On the other side of the street stock brokers, mutual fund salespeople and insurance agents favor the 529 Plan where an account is established for the kid and investments are managed by the parent or broker through mutual funds. The problem with the 529 Plan is that, as everyone found out too late a year ago, markets collapse without warning and so goes the college fund. The reality is that college costs increase at a 10% annualized rate and historically no one I know has been able to consistently match that cost increase each and every year with matching investment results. Broker and their ilk still love the 529 ‘cause it pays them a commission when they sell it to someone and they have kids of their own, you know.

Other places for college money, outside of grants and loans, are to borrow on the equity of the home but few families today have sufficient equity to borrow against.
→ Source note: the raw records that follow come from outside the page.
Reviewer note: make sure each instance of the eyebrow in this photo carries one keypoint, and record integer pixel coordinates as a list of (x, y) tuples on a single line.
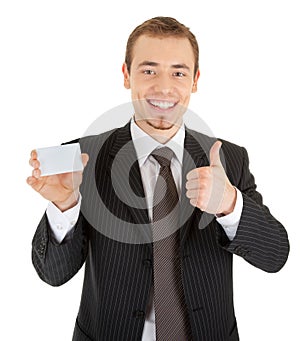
[(174, 66)]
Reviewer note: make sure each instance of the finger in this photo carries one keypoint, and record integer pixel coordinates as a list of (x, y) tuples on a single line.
[(33, 154), (214, 154), (192, 175), (192, 184), (192, 194), (34, 163), (85, 159), (31, 180), (36, 173)]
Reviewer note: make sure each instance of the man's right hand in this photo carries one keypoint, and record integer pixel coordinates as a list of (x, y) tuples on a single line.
[(61, 189)]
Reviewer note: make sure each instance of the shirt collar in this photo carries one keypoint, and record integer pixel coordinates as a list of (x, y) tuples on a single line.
[(144, 144)]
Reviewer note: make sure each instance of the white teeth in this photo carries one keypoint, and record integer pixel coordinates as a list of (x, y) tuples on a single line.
[(162, 104)]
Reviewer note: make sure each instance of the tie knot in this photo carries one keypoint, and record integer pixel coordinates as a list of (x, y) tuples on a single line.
[(163, 156)]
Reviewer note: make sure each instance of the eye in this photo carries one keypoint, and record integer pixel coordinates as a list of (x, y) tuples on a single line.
[(149, 72), (178, 74)]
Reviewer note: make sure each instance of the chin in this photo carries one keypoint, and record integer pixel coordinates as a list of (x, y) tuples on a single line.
[(160, 124)]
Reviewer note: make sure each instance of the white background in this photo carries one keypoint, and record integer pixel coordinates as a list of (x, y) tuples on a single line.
[(60, 68)]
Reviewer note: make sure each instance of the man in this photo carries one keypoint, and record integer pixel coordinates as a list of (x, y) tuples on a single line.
[(114, 217)]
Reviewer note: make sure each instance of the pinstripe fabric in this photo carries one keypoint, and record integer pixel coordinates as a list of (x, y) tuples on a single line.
[(118, 276)]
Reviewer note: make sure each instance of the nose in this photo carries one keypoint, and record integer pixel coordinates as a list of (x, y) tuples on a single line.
[(164, 84)]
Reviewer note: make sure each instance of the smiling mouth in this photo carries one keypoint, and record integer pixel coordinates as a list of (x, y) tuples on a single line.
[(163, 105)]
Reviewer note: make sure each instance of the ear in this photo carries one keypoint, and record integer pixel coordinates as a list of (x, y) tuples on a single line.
[(194, 88), (126, 76)]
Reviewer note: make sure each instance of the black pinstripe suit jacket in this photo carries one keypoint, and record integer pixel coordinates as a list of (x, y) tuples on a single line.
[(118, 274)]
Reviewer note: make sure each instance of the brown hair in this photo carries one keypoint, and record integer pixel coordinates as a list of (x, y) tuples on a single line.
[(161, 27)]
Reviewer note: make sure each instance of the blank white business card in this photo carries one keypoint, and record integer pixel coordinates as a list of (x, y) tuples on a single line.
[(60, 159)]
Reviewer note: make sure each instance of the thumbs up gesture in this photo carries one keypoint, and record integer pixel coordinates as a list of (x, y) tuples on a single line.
[(208, 188)]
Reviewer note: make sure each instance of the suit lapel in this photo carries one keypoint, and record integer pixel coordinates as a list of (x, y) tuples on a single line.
[(123, 169), (127, 182)]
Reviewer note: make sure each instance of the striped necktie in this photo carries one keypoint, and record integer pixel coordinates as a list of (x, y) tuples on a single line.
[(171, 317)]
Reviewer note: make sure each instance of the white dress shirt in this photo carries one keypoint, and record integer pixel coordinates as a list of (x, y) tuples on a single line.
[(62, 223)]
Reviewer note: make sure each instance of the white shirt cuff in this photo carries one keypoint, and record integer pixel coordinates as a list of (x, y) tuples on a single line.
[(230, 222), (61, 223)]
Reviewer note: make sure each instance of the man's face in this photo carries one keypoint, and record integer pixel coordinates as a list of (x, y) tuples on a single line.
[(161, 80)]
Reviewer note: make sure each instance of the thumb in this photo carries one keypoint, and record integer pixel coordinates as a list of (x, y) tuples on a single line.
[(85, 159), (214, 154)]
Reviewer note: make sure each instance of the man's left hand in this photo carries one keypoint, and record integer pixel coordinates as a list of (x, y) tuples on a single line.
[(208, 188)]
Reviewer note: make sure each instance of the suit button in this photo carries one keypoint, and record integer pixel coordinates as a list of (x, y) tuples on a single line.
[(147, 263), (139, 314)]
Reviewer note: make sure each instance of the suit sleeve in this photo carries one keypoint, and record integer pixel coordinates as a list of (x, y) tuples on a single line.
[(260, 239), (57, 263)]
If you have a retirement plan at work you may borrow against a 401k, the maximum loan is $50k or 50% of the account value and interest is paid back to the owner’s own account over a five year period of time.

Cashing in a portion or all of an IRA also works and if the owner is under  59 1/2 and uses the funds for college education there is no penalty but there are income taxes to be paid. There is an IRS form you need to complete and attach as part of your income tax to show what the money was used for so you do not pay the penalty.

Still there are other ways of paying for college if you start early enough. The most prudent has always been the joint account investment plan that allows the parents to save money and use the assets if they child or children decide to go to college. If the kids decide not to go to college the money is available for retirement, a child’s wedding or a future college plan for a grandchild.

There are tax credits and benefits available but you have to call your accountant to get that information. The one thing you can do if starting late is make a plan, commit a fixed amount of dollars and at the worst demand the child pay for some of the cost along the way.